No api session found for token

Zrok stopped to work in HA mode. Very unstable.

Here is the log of a ziti router. The system's log is full of errors.

Apr 27 22:28:28 server.name ziti[13143]: {"error":"no api session found for token [....ab1476], subjects [[CN=EJcj8MF8e,O=NetFoundry,C=US CN=NetFoundry Inc. Intermediate CA yXPqI1xuf,OU=ADV-DEV,O=NetFoundry,L=Charlotte,C=US]]","file":"github.com/openziti/channel/v3@v3.0.39/impl.go:124","func":"github.com/openziti/channel/v3.AcceptNextChannel.func1","level":"error","msg":"failure accepting channel edge with underlay u{classic}-\u003ei{EJcj8MF8e/Lbya}","time":"2025-04-27T22:28:28.169Z"}
Apr 27 22:29:41 server.name ziti[13143]: {"error":"token is unverifiable: error while executing keyfunc: public key not found","file":"github.com/openziti/ziti/router/state/manager.go:715","func":"github.com/openziti/ziti/router/state.(*ManagerImpl).GetApiSession","level":"error","msg":"JWT validation failed","time":"2025-04-27T22:29:41.414Z"}
Apr 27 22:29:41 server.name ziti[13143]: {"error":"token is unverifiable: error while executing keyfunc: public key not found","file":"github.com/openziti/ziti/router/state/manager.go:715","func":"github.com/openziti/ziti/router/state.(*ManagerImpl).GetApiSession","level":"error","msg":"JWT validation failed","time":"2025-04-27T22:29:41.543Z"}
Apr 27 22:29:41 server.name ziti[13143]: {"error":"token is unverifiable: error while executing keyfunc: public key not found","file":"github.com/openziti/ziti/router/state/manager.go:715","func":"github.com/openziti/ziti/router/state.(*ManagerImpl).GetApiSession","level":"error","msg":"JWT validation failed","time":"2025-04-27T22:29:41.800Z"}
Apr 27 22:29:42 server.name ziti[13143]: {"error":"token is unverifiable: error while executing keyfunc: public key not found","file":"github.com/openziti/ziti/router/state/manager.go:715","func":"github.com/openziti/ziti/router/state.(*ManagerImpl).GetApiSession","level":"error","msg":"JWT validation failed","time":"2025-04-27T22:29:42.313Z"}
Apr 27 22:29:43 server.name ziti[13143]: {"error":"token is unverifiable: error while executing keyfunc: public key not found","file":"github.com/openziti/ziti/router/state/manager.go:715","func":"github.com/openziti/ziti/router/state.(*ManagerImpl).GetApiSession","level":"error","msg":"JWT validation failed","time":"2025-04-27T22:29:43.338Z"}

zrok is not yet updated to run HA OpenZiti.

It works 5 mins then It stops and I need to restart the router. Ziti starts to lose the terminators:
ziti-router's log

Apr 28 13:03:52 ziti[1058949]: {"_context":"ch{edge}-\u003eu{classic}-\u003ei{eUSQm1C0R/YBkz}","chSeq":1,"connId":1,"edgeSeq":0,"file":"github.com/openziti/ziti/router/xgress_edge/listener.go:286","func":"github.com/openziti/ziti/router/xgress_edge.(*edgeClientConn).processBind","level":"error","msg":"no controller available, cannot create terminator","routerId":"lDR4m1zF1q","time":"2025-04-28T13:03:52.511Z","token"....type":"EdgeBindType"}
Apr 28 13:03:52 ziti[1058949]: {"connId":2,"file":"github.com/openziti/ziti/router/xgress_edge/listener.go:558","func":"github.com/openziti/ziti/router/xgress_edge.(*edgeClientConn).processUnbind","level":"info","msg":"no terminator found to unbind for token","time":"2025-04-28T13:03:52.516Z","token"....
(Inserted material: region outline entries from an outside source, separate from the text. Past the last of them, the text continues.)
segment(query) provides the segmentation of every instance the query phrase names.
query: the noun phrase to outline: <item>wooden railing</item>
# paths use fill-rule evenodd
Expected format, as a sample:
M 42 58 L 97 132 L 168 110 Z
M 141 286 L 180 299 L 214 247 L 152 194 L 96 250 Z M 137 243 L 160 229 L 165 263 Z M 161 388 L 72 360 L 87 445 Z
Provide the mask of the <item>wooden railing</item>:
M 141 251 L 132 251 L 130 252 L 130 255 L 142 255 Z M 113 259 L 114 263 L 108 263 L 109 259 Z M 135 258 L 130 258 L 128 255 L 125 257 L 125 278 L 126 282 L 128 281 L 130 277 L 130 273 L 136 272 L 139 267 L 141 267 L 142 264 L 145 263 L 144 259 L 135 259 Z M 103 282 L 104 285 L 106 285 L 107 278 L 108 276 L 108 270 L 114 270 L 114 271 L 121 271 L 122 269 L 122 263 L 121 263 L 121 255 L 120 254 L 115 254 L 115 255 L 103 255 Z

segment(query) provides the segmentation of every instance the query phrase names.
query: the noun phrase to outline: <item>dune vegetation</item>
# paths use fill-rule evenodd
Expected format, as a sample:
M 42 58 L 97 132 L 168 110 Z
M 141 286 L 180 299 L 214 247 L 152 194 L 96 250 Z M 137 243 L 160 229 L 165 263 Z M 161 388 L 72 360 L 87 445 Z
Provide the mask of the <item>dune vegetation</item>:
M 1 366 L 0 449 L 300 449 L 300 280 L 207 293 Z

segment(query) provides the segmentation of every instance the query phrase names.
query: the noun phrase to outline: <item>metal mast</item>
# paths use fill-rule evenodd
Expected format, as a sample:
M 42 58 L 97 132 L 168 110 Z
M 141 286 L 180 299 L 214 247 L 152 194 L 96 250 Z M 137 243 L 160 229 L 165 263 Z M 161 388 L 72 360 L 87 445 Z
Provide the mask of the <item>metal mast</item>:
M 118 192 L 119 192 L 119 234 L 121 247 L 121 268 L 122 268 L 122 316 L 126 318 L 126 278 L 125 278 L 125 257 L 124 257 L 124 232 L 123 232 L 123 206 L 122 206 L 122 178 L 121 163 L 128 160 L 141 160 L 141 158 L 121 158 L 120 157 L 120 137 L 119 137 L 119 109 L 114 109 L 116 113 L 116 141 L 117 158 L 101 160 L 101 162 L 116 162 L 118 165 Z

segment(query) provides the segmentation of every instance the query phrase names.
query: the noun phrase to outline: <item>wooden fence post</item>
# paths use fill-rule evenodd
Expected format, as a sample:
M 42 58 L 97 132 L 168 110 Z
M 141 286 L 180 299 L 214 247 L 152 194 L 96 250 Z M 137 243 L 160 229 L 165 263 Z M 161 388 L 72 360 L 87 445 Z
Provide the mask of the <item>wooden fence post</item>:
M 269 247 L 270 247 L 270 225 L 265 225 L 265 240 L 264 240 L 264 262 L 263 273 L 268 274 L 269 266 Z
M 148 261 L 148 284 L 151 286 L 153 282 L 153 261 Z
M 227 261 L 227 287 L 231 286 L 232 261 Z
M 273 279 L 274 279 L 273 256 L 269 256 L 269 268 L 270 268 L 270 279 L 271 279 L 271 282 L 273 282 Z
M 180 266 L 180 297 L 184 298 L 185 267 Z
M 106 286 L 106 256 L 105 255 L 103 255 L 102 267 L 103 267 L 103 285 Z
It's not currently expected to operate with an HA controller.

I see that I need to copy the bbolt.db to another host every time I change the machine.
HA mode is not supported yet.

Yes, you may recover the controller database reliably from a snapshot: Controller Backup and Recovery | OpenZiti

Is it possible to switch to non HA mode?

raft/ctrl-ha.db-20250428-082556
raft/ctrl-ha.db-20250428-115841
raft/ctrl-ha.db
raft/ctrl-ha.db.previous
raft/snapshots
raft/ctrl-ha.db-20250428-091648
raft/raft.db

It's possible, yes, but I recommend remaining in HA mode so there's no barrier to growing your controller cluster at a later date.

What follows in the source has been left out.